Bishops condemn arson attacks on asylum seeker hotel
Advocacy group warns overcrowding in direct provision centres affecting mental health
Bishop of Elphin Kevin Doran: called for dialogue to ensure “the best possible outcome, both for refugees and for the local community”. Photograph: John McElroy/PA Wire
Two arson attacks on a hotel in Co Roscommon that is due to house asylum-seekers are “not consistent with the Gospel”, two Catholic bishops have declared.
The fires at the Shannon Key West Hotel in Rooskey “have caused significant upset to parishioners on both sides of the River Shannon”, said Bishop of Ardagh Francis Duffy and Bishop of Elphin Kevin Doran.
“Every civilised society is bound under international law to provide shelter for refugees,” they said, adding that the Catholic Church has frequently complained about standards in Ireland’s direct provision centres.
“Refugees need their own personal and family space. They also need to be supported in becoming part of the wider community in which they live,” they said, adding that many locals want to welcome and offer support to refugees.
However, extra health and education services must be put in place to ensure “the wellbeing of local communities” and to take care of those “who have lost everything”.
Speaking ahead of a demonstration in Rooskey on Sunday in support of the refugees, Bishop Duffy and Bishop Doran called for dialogue to ensure “the best possible outcome, both for refugees and for the local community”.
Meanwhile, the Movement of Asylum Seekers in Ireland has warned that overcrowding in direct provision centres is damaging the mental health of asylum seekers.
The warning came following a Department of Justice report that highlighted the shortage of beds, overcrowded rooms and rising tensions between asylum seekers, and with staff at the centres.
You lose your identity because you are just housed and fed.
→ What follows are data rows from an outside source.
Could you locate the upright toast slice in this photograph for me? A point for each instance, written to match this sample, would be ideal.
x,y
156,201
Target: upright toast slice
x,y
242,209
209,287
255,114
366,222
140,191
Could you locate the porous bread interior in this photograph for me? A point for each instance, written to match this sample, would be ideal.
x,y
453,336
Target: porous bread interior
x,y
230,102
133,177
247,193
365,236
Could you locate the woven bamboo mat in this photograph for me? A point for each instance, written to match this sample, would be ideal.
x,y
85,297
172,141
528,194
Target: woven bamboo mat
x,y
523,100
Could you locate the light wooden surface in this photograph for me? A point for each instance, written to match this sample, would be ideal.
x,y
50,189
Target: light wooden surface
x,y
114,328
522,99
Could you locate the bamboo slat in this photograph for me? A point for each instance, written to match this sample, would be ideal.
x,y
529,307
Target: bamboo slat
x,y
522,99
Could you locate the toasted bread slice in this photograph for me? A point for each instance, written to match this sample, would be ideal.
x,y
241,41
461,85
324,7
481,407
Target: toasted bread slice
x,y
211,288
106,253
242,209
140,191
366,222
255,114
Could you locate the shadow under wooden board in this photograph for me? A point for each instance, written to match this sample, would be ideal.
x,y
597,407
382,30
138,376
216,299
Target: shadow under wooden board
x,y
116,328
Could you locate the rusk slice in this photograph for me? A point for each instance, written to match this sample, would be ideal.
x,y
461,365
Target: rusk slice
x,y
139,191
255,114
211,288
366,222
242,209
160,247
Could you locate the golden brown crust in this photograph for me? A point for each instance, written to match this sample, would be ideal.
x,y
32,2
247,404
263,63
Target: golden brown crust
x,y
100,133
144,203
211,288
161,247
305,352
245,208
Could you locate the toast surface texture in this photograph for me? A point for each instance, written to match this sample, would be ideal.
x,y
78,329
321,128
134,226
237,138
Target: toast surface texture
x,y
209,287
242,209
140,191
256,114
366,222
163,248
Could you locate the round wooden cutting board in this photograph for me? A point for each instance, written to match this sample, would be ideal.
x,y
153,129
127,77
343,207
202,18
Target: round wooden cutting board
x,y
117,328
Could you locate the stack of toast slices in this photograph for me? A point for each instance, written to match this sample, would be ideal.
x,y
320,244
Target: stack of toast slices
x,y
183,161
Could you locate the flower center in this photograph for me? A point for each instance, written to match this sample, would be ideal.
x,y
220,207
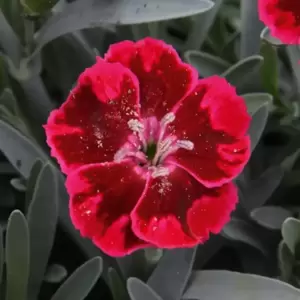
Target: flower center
x,y
151,150
151,143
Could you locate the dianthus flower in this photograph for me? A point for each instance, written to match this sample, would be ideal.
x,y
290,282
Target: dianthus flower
x,y
283,19
149,150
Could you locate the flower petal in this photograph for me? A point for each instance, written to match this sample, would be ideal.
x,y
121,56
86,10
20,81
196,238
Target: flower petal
x,y
283,19
164,79
92,124
177,211
101,199
216,121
You have no choices
South African-born Lucky Khambule, who spent four years in centres in Cork and Kinsale, said asylum-seekers are essentially deprived of their freedom , adding to the physical difficulties they faced.
His own experience stripped him of his sense of self, his sense of self-worth, and personal dignity: “You lose your identity because you are just housed and fed. You have no choices,” he declared.
Residents have frequently complained about conditions. In one Facebook post shared on the Movement’s page, a 14-year-old boy, Waleed, tells of life in a hotel room with his parents and younger brother.
“I feel I can’t tell my friends where I live,” he says. “Even if they come over, they’re not allowed come to my room. I’ve nowhere to play.” In the room, his mother and father sleep on a mattress on the floor.
He, along with his two younger brothers, sleep on surrounding beds. “I just did my Junior Certificate. It was really hard for me because I wasn’t able to study properly – because my brothers are fighting and disturbing me all the time.”
The Movement of Asylum Seekers has also expressed concern for vulnerable people including members of the LGBTi+ community in direct provision centres.
In one case in Galway, an LGBT+ woman who applied for protection died in a direct provision centre accommodating men because the State “did not accept her as a woman”, said the Movement.
“It is demoralising to flee persecution on the grounds of sexual orientation, gender identity, and gender expression, only to be subjected to the same bigotry in your chosen place of sanctuary,” it went on.